In this work, we first address the similarity search problem. More specifically, we propose methods which overcome experimental barriers in pariwise gene expression similarity calculations. We introduce a method, which we refer to as indirect similarity, which, unlike previous approaches, uses all of the information in a database to better inform the similarity calculation of a pair of gene expression profiles. We demonstrate that our method is more robust and better able to cope with experimental barriers such as vehicle and batch effects. We evaluate the ability of our method to retrieve compounds with similar therapeutic effects in two independent datasets. We evaluate the recall ability of our approach and show that our method results in an improvement of 97.03% and 49.44% respectively over existing state of the art approaches.

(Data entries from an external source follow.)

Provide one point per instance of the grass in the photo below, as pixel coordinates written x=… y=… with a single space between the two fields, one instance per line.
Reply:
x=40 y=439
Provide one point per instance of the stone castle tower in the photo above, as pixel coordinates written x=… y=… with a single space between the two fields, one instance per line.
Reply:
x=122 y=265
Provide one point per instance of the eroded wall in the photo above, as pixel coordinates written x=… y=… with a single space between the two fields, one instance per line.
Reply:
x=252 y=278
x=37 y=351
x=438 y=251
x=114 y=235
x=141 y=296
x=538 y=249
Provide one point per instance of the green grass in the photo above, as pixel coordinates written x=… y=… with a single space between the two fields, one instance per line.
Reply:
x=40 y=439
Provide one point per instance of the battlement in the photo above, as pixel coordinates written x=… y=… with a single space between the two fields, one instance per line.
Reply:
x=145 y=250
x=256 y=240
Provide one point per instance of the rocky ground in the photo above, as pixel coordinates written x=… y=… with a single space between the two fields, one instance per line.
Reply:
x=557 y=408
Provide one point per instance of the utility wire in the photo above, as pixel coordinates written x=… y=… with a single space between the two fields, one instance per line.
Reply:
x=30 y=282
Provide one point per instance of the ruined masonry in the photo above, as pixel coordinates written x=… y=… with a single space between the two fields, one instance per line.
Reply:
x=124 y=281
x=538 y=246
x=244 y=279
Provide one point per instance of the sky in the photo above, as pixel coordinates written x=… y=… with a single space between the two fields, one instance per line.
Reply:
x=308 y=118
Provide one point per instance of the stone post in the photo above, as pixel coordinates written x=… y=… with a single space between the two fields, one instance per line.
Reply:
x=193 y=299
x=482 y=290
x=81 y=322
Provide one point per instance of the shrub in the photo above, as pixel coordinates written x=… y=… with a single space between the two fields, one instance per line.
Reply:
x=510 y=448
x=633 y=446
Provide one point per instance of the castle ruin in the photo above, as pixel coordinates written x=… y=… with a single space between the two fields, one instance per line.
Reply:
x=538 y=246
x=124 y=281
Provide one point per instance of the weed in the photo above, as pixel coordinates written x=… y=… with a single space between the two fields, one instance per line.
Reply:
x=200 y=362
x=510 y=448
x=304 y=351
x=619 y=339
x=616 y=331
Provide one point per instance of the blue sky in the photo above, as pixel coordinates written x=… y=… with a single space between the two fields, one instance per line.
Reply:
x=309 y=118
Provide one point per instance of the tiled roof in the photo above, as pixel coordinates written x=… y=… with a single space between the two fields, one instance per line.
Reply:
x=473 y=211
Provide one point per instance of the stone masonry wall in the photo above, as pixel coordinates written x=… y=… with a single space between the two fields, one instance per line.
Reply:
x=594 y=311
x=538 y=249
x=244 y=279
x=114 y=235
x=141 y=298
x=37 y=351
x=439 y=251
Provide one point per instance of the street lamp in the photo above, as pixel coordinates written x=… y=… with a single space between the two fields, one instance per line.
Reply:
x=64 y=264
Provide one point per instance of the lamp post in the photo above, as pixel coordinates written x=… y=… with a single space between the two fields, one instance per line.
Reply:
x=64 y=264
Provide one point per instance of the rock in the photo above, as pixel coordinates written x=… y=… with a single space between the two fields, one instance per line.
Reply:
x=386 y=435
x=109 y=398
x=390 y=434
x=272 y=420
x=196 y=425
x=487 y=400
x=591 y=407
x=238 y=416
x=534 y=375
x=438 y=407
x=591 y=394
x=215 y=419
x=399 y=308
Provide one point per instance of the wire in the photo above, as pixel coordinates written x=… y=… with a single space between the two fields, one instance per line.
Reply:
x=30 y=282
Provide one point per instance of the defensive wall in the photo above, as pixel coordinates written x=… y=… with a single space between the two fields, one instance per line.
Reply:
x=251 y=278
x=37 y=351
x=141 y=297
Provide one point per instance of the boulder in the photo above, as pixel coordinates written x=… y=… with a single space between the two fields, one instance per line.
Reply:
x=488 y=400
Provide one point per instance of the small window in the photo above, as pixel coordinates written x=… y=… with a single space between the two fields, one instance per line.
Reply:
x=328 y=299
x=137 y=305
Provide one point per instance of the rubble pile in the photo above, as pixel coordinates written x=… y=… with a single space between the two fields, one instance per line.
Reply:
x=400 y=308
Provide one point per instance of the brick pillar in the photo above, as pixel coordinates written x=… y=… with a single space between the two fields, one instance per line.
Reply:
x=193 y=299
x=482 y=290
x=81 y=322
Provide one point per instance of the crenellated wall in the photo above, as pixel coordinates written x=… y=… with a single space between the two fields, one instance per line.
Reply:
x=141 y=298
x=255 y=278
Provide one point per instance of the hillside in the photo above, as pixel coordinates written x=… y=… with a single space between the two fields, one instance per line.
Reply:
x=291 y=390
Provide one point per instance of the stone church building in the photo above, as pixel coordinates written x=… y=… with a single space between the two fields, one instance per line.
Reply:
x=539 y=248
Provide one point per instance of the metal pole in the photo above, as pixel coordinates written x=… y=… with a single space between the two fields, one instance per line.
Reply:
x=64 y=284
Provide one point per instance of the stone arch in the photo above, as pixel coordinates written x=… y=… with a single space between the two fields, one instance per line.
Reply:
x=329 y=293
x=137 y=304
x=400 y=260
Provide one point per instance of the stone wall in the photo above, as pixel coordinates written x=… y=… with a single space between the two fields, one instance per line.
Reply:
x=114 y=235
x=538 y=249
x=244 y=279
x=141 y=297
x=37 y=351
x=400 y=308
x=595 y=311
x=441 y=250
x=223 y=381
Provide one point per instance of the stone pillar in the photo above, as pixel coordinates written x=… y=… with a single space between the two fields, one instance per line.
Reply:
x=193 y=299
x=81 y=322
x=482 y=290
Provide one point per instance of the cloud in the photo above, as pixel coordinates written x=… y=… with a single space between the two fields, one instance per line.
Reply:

The second problem we focus on is signature detection. Gene expression experiments are performed to test a specific hypothesis. Generally, this hypothesis is that there is some genetic signature common in a group of samples. Current methods try to find the differentially expressed genes within a group of samples using a variety of methods, however, they all are parametric. We introduce a nonparametric approach to group profile creation which we refer to as the Weighted Influence Model - Rank of Ranks method. For every probe on the microarray, the average rank is calculated across all members of a group. These average ranks are then re-ranked to form the group profile. We demonstrate the ability of our group profile method to better understand a disease and the underlying mechanism common to its treatments. Additionally, we demonstrate the predictive power of this group profile to detect novel drugs that could treat a particular disease. This method leads the detection of robust group signatures even with unknown confounding effects.

The final problem that we address is the challenge of removing known (annotated) confounding effects from gene expression profiles. We propose an extension to our non-parametric gene expression profile method to correct for observed confounding effects. This correction is performed on ranked lists directly, and it provides a robust alternative to parametric batch profile correction methods. We evaluate our novel profile subtraction method on two real world datasets, comparing against several state-of-the-art parametric methods. We demonstrate an improvement in group signature detection using our method to remove confounding effects. Additionally, we show that in a dataset with the true group assignments removed and only the confounding effects labelled, our profile subtraction method allows for the discovery of the true groups. We evaluate the robustness of our methods using a gene expression profile generator that we developed.